No había entonces mucha prostitución en Sarajevo, a pesar del hambre y la miseria; la gente se buscaba la vida manteniendo bastante bien la dignidad. Había chicas que ganaban dinero ofreciéndose como intérpretes a los periodistas en el Holiday Inn, y a menudo intercambiaban con ellos algo más que palabras; pero se trataba, a fin de cuentas, de una relación laboral equitativa, y fue justo eso lo que me sorprendió. Conversamos, se comió uno de nuestros paquetes de galletas, se probó mi casco de kevlar y se guardó en el bolso -un enternecedor bolso de plástico como el de las niñas- el segundo cigarrillo sin encenderlo, igual que había hecho con el anterior.

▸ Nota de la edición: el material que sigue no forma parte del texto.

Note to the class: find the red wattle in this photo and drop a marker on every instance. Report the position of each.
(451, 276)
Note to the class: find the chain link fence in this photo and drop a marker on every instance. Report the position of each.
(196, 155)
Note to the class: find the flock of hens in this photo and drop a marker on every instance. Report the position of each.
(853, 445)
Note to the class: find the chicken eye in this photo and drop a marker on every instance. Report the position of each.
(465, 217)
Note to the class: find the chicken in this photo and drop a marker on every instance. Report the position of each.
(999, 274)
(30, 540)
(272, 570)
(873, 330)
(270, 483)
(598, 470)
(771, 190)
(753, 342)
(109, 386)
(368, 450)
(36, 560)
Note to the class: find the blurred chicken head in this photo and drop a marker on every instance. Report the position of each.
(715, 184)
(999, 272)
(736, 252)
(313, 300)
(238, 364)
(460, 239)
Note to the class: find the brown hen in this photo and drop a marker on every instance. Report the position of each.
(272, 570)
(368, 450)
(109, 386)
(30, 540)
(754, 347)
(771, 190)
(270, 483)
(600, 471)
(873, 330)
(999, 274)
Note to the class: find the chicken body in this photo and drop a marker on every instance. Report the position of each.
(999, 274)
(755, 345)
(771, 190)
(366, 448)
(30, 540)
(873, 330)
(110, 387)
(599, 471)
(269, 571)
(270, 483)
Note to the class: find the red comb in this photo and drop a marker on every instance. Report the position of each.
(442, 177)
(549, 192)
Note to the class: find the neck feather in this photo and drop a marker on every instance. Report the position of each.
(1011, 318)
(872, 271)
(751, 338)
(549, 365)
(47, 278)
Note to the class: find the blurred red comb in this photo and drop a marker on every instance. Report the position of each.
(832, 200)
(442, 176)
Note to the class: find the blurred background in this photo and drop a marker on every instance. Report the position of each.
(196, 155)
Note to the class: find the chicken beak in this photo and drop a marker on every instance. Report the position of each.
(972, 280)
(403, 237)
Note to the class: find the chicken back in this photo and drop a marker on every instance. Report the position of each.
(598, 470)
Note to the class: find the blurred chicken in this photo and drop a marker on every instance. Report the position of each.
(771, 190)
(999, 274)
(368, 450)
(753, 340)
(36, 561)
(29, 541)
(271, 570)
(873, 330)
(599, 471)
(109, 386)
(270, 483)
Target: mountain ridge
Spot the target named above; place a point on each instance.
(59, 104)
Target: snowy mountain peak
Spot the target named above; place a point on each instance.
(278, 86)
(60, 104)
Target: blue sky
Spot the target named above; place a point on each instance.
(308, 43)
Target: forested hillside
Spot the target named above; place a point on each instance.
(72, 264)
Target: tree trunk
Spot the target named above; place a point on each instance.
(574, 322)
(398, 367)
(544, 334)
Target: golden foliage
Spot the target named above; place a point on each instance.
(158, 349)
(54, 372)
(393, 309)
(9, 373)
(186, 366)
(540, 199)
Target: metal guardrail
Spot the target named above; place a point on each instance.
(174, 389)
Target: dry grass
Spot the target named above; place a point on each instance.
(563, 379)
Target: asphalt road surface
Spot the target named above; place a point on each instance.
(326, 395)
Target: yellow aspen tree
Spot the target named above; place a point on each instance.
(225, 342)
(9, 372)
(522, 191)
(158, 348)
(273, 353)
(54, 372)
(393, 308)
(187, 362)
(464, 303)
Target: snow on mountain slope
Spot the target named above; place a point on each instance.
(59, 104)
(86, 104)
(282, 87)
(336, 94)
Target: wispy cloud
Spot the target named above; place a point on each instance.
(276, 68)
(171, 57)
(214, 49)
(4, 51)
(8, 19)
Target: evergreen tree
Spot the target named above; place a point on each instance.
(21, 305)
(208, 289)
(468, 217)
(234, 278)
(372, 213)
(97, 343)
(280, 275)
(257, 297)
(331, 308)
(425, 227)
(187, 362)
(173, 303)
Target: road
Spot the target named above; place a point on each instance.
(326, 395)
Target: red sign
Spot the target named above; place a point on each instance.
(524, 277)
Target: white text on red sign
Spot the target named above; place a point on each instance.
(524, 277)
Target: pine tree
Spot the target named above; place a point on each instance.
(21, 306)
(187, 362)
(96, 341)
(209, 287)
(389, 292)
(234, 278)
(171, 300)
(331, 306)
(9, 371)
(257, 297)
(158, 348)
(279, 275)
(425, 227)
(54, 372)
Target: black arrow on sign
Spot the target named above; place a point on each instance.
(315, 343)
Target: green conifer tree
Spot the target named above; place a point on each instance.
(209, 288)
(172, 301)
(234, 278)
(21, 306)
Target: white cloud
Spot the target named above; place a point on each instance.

Entonces me contó su historia en mal italiano, una historia que en aquella ciudad fantasma resultaba poco original: veintitrés años, un padre inválido y sin tabaco, la guerra, el hambre. Jasmina no era exactamente una prostituta, sino que se movía un poco de acá para allá, a pesar de los bombardeos -era una experta en intuir la llegada de los morteros serbios-, consiguiendo algo de vez en cuando. Su precio era tan relativo como todo en aquella guerra: una lata de conservas, un paquete de cigarrillos. Nunca dinero. El dinero que Jasmina podía ganar en Sarajevo no valía para nada.
Prometí conseguirle más tabaco para su padre, y por la noche se presentó en el Holiday Inn vestida de negro para eludir a los francotiradores. Le dí un paquete de raciones militares y medio cartón de cigarrillos. Por aquellos días aún había a ratos agua corriente en las habitaciones, el único lugar de Sarajevo que gozaba de ese lujo, y me pidió permiso para darse la primera ducha en más de un mes. Subió a mi habitación, se desnudó en ella y se puso bajo el chorro de agua mientras yo me quedaba apoyado en la puerta, porque era un gustazo mirarla. Tenia un cuerpo blanco y hermoso, con pecas en los hombros y la espalda, y unos pechos pesados y firmes. Nadie es de piedra ni santo varón, e ignoro lo que habría ocurrido en otras circunstancias, pero hay cosas que no se pueden hacer, lujos que uno no debe permitirse a cambio de medio cartón de cigarrillos y una ración de comida. Así que cuando salió de la ducha regresamos abajo, al bar del hotel, y nos bebimos doscientos coñacs con Miguel y Custodio a la luz de una vela mientras los servios sacudían fuerte, afuera. Después, con su medio cartón y su ración de comida, Jasmina nos dió un beso y se largó corriendo, entre las sombras.
Aún nos la encontramos por la ciudad un par de veces, y siempre le dábamos cigarrillos. Y un día de esos con muchos muertos nos fuimos, como cada vez, a filmar la colecta diaria en la morgue del hospital de Kosevo. Y entonces Miguel, que estaba con la cámara al hombre filmando muertos para el telediario de las tres, se vino hacia mi y dijo: echa un vistazo a ver si la conoces. Y eché un vistazo y, en efecto, la conocía. Y Jasmina estaba en la trasera de un Volkswagen Golf, con un vestido de domingo y su bolsito de plástico y las piernas desnudas colgando sobre el parachoques trasero, con una costra de sangre seca a un lado de la cara, y mucho más pálida que bajo la ducha de mi habitación del Holiday Inn. Y tenía los ojos abiertos y ya no sonreía ni volvería a hacerlo nunca.
Miguel, creo, tiene una
foto en que estamos ella y yo, y lleva mi casco. Y Miguel se ofreció
al regalarme esa foto, pero le dije que se la guardase, gracias, la foto
de Jasmina con mi casco puesto. Y hoy he visto en la tele a un ministro
español de Exteriores que se llama Javier Solana diciendo que lo
de Ruanda es intolerable. Recuerdo que, cuando lo de Jasmina, también
oí decir al mismo fulano que aquello era intolerable. A mí,
quienes me parecen intolerables son los bocazas sonrientes que llevan tres
años autojustificando su impotencia con tan escasa vergüenza.
Pero a lo mejor es que yo vi ducharse a Jasmina y ellos no.